Unable to turn my head, I trace the length of the rope from the back of Guthram’s skull. He twists his body and thrusts his chin away. It gives me pause, for less than a second, that he’s actively trying to pull back. I don’t let him. Sinking my fingers beneath the rough threads of the rope, I yank him into place.
The rope tears free and the commissioner turns away to face his father and, in that split-second moment where time slows and hell rises to destroy us all, I watch my brother pull the trigger.
A shout lodges in my throat.
Robert Guthram’s body spasms from the force of the blow.
And then Guy shoots again.
The commissioner’s anguished cry reverberates throughout the chamber. His right leg twists inward, his weight collapsing hard and fast. He lands on the ground, less than an arm’s length away from a dead Robert Guthram, but still has the wherewithal to lunge for the gun he dropped.

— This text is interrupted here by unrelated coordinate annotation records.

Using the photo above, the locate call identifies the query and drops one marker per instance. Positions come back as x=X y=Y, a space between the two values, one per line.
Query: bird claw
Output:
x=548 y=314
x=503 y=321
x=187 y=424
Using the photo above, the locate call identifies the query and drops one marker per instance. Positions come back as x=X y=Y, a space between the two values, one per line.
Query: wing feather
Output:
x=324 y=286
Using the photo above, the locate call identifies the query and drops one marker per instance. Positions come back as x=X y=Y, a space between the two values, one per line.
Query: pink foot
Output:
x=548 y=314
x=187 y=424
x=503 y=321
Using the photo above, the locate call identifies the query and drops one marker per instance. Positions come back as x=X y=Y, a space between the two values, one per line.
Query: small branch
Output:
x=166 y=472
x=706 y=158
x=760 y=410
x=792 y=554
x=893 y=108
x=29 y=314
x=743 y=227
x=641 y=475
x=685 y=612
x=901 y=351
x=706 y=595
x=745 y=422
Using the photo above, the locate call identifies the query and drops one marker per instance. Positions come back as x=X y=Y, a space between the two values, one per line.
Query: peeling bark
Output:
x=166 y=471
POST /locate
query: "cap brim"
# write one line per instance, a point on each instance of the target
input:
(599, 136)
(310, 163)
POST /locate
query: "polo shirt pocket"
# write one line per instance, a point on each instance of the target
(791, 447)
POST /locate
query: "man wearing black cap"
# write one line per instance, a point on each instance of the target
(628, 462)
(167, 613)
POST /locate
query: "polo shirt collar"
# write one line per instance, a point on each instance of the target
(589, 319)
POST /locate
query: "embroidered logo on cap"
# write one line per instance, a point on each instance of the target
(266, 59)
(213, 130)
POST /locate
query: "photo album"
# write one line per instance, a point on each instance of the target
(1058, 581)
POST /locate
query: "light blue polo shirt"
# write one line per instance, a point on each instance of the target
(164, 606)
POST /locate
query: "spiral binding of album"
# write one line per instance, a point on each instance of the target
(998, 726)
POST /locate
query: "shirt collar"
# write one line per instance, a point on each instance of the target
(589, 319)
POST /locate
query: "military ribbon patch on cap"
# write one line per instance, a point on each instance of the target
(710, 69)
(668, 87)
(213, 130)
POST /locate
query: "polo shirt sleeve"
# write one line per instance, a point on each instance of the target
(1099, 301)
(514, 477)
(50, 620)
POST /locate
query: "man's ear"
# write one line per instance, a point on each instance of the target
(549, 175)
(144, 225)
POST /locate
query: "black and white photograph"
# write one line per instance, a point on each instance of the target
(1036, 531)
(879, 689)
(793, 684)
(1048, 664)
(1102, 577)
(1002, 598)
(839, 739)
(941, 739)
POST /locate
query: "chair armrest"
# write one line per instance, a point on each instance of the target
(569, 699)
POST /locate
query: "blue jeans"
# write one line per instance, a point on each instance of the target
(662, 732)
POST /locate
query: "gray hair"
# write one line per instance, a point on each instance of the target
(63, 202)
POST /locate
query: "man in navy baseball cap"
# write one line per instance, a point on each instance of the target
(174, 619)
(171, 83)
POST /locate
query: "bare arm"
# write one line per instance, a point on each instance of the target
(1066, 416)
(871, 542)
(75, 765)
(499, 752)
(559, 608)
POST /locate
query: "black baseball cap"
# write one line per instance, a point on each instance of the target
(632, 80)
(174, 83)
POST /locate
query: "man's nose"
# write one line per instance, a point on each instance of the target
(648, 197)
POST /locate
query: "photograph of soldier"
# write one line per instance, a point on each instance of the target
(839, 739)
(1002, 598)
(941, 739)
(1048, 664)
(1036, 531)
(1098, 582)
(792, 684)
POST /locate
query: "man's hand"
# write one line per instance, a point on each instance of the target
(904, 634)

I launch for it at the same time.
He curses in my ear when I swipe it away and push up to my feet. Whirling on my brother, I hiss, “What the fuck are you doing?”
“Hurrying shit along.”
His blue eyes don’t bother to meet mine as he holsters his firearm. Without another word, he crosses over to the commissioner and grabs him by the arms to prop him on the brick steps beside Guthram.
Fucking hell.
Oh, bloody fucking hell.
“Broadmoor is looking for him.” Wide-eyed, I look from one Guthram to the other. Father and son, both white-haired, both bleeding. “Jesus fucking Christ, the hospital has people looking for him and you killed him.”